Börsianer sehen den Zenit jetzt im Januar sogar schon erreicht (vgl. top agrar-Milchwert im Internet unter www.topagrar.com). Und auch die jüngsten Hochrechnungen des US-Agrarministeriums (USDA) sprechen nicht unbedingt für sehr viel mehr Spielraum nach oben in diesem Jahr. Die weltweite Milcherzeugung soll demnach um 1,7% auf fast 503 Mio. t steigen. Allein 4 Mio. t Wachstum entfallen allerdings auf Indien, wo der Milchviehbestand kräftig steigt (+4%). Die Inder spielen am Weltmarkt aber keine große Rolle. Und bei den führenden weltweiten Akteuren, ob als Exporteur oder als Importeur, rechnet das USDA mit etwas anderen Entwicklungen.


Die Kuhzahl sinkt…

Laut Einschätzung der US-Analysten wird die EU als größter Milcherzeuger der Welt im Jahr 2017 ihre Position verteidigen. Der Kuhbestand sinkt gegenüber 2016 zwar um etwa 150000 auf knapp 23,5 Mio. Tiere. Angesichts der Tatsache, dass die Kuhschlachtungen im vergangenen Jahr weit über dem Vorjahr lagen – bei uns z.B. um gut 10% –, hatten Beobachter sogar mit noch stärkeren Rückgängen gerechnet. Viele Betriebsleiter haben jedoch vor allem ihre leistungsschwachen Tiere zum Schlachten gegeben. Das gilt oft auch für Halter, die aus der Produktion ausgestiegen sind. „Die Spitzenkühe stehen jetzt beim Nachbarn und werden dort gemolken“, sagt ein Branchenkenner.

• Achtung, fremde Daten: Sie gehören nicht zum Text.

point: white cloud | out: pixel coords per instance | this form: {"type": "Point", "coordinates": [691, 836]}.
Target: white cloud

Auch das USDA geht davon aus, dass zwar weniger, aber bessere Kühe in den europäischen Ställen stehen. Deshalb, so die Prognose, dürfte die Milchmenge der EU-28 gegenüber 2016 zumindest stabil bleiben und sich auf 152,5 Mio. t summieren. Das wären sogar 500000 t mehr als im Vorjahr. Allerdings ist in diesen Zahlen noch nicht berücksichtigt, dass Hollands Milchbranche sich auf einen „freiwilligen“ Abbau der Kuhzahlen um 10% verständigt hat. Man will damit drohenden Sanktionen Brüssels wegen zu hoher Phosphor-Austräge zuvorkommen (vgl. top agrar 1/2017, ab Seite R8). Beobachter rechnen deshalb mit einem Rückgang der holländischen Milchmenge um 1 Mio. t. Eventuell sind die oben genannten EU-Zahlen des USDA also zu hoch gegriffen.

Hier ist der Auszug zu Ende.